Paolo Poli e Claudia Lawrence in una foto di scena da Al tribunal d'amor, Canti tradizionali in antica lingua provenzale del XII e XIII secolo (Genova, 1959).

VENEZIA (l.c.) - Amatissimo dal pubblico cittadino, Paolo Poli contraccambiava l'affetto considerando Venezia l'unica città in cui poter continuare il rapporto con il pubblico anche fuori dalla scena. È sembrata quindi una cosa naturale che le sue memorie materiali rimanessero in laguna.

Ordinato in faldoni di materiale documentale l'archivio di Paolo Poli occupa uno spazio relativamente ristretto nelle ordinate sale dell'Istituto per il Teatro e il Melodramma diretto Maria Ida Biggi, ma ad immaginarlo dispiegato per tutti i quasi sessant'anni della sua carriera, meticolosamente raccolti dall'artista, appare gigantesco.

Già i materiali presentati in temporanea esposizione nella splendida Biblioteca del Longhena raccontano infinite storie di una lunga, trasgressiva, divertente, ironica, ineffabile, caustica, carriera di "mieli e veleni". Dalle lettere entusiaste alle stroncature, foto e locandine, denunce e recensioni. Una specie di labirinto per immagini e parole in cui perdersi con interesse e piacere.

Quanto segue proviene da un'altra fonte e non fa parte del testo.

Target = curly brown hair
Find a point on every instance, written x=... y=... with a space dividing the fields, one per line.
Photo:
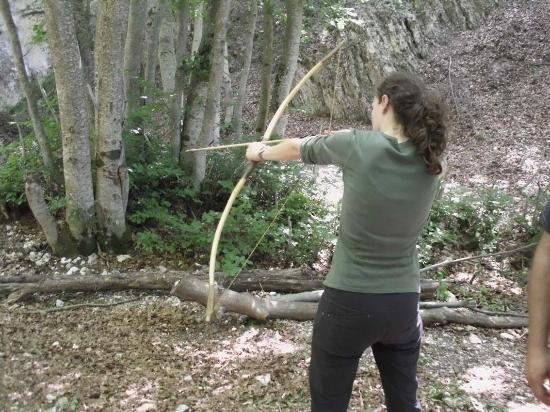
x=421 y=112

Forse com'era inevitabile, la presentazione del lascito, con gli interventi dei donatori, la sorella Lucia Poli e il nipote Andrea Farri; e di Rodolfo Di Giammarco, critico di Repubblica (l'inventore di "mieli e veleni"), e Pino Strabioli, attore e regista ("se ancora ho una carriera lo devo a quello che mi ha insegnato"), più le testimonianze di colleghi ed esperti (tra i tanti: Ottavia Piccolo e Paolo Puppa) è stata molto più divertente che celebrativa.

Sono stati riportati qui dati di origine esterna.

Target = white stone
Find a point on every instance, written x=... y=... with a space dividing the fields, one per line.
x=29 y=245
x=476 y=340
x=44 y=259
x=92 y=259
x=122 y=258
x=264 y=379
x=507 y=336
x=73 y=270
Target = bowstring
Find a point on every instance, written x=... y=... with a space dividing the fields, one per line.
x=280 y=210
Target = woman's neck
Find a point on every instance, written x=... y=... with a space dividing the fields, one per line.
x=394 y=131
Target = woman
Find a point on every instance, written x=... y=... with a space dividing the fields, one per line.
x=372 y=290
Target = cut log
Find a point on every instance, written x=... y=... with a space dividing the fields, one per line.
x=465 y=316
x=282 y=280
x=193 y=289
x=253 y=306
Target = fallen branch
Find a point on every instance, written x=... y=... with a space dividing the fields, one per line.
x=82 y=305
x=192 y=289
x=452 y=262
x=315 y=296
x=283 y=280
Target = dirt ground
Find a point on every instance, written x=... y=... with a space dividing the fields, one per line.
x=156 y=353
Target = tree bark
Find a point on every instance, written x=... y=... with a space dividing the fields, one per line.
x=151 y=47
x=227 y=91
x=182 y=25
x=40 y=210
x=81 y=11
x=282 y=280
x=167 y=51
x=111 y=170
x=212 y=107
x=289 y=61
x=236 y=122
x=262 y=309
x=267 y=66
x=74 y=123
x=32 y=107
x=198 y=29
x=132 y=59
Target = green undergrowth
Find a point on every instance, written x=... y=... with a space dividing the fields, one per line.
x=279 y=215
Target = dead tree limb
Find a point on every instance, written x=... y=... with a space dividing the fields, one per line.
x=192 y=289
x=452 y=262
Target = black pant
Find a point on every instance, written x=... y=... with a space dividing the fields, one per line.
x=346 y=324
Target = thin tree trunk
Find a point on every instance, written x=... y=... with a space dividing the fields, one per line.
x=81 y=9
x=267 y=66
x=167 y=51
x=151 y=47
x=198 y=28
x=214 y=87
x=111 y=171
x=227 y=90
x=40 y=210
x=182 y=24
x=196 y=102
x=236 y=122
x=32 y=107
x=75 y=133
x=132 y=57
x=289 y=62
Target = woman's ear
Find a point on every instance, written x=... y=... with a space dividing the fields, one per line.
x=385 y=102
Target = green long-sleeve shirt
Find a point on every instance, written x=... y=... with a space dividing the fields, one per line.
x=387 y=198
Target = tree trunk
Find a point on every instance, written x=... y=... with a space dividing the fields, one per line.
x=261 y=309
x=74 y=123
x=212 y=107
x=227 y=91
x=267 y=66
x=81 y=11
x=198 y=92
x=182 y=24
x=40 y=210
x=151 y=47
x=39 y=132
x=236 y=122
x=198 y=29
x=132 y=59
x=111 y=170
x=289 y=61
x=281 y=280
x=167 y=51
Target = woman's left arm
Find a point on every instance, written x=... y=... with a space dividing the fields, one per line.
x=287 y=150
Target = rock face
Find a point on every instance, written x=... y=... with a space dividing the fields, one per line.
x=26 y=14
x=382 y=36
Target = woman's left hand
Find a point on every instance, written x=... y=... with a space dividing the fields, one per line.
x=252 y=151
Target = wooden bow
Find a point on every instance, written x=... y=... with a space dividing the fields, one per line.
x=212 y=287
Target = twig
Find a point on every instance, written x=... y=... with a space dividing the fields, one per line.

A completare il fondo, una collezione di circa diecimila spartiti musicali di canzonette popolari dalla tradizione novecentesca italiana. Una parte del materiale è già consultabile sul sito della fondazione, grazie al meticoloso lavoro dello staff dell'Istituto per il Teatro e il Melodramma della Fondazione Giorgio Cini.

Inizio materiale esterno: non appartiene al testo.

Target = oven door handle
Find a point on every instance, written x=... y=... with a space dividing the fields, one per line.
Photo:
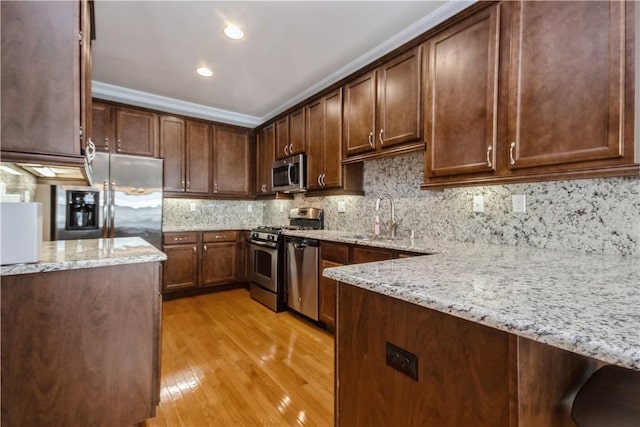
x=268 y=245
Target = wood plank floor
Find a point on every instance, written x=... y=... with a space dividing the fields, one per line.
x=229 y=361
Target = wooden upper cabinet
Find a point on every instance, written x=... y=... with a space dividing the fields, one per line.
x=290 y=134
x=382 y=109
x=41 y=78
x=198 y=155
x=136 y=132
x=172 y=142
x=333 y=140
x=231 y=161
x=102 y=131
x=567 y=83
x=297 y=140
x=461 y=102
x=315 y=143
x=265 y=158
x=282 y=137
x=359 y=115
x=398 y=112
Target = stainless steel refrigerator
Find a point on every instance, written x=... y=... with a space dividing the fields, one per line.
x=124 y=201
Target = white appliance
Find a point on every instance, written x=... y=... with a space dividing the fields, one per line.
x=20 y=232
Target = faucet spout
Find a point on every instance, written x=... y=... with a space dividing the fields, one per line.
x=393 y=225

Per la direttrice, Maria Ida Biggi si tratta di "una tra le più importanti e prestigiose proposte di donazione ricevute nel corso degli ultimi anni: i documenti contenuti nel fondo sono una risorsa unica e dettagliata per studiare il lavoro di una delle principali icone dell'arte teatrale italiana del secondo Novecento".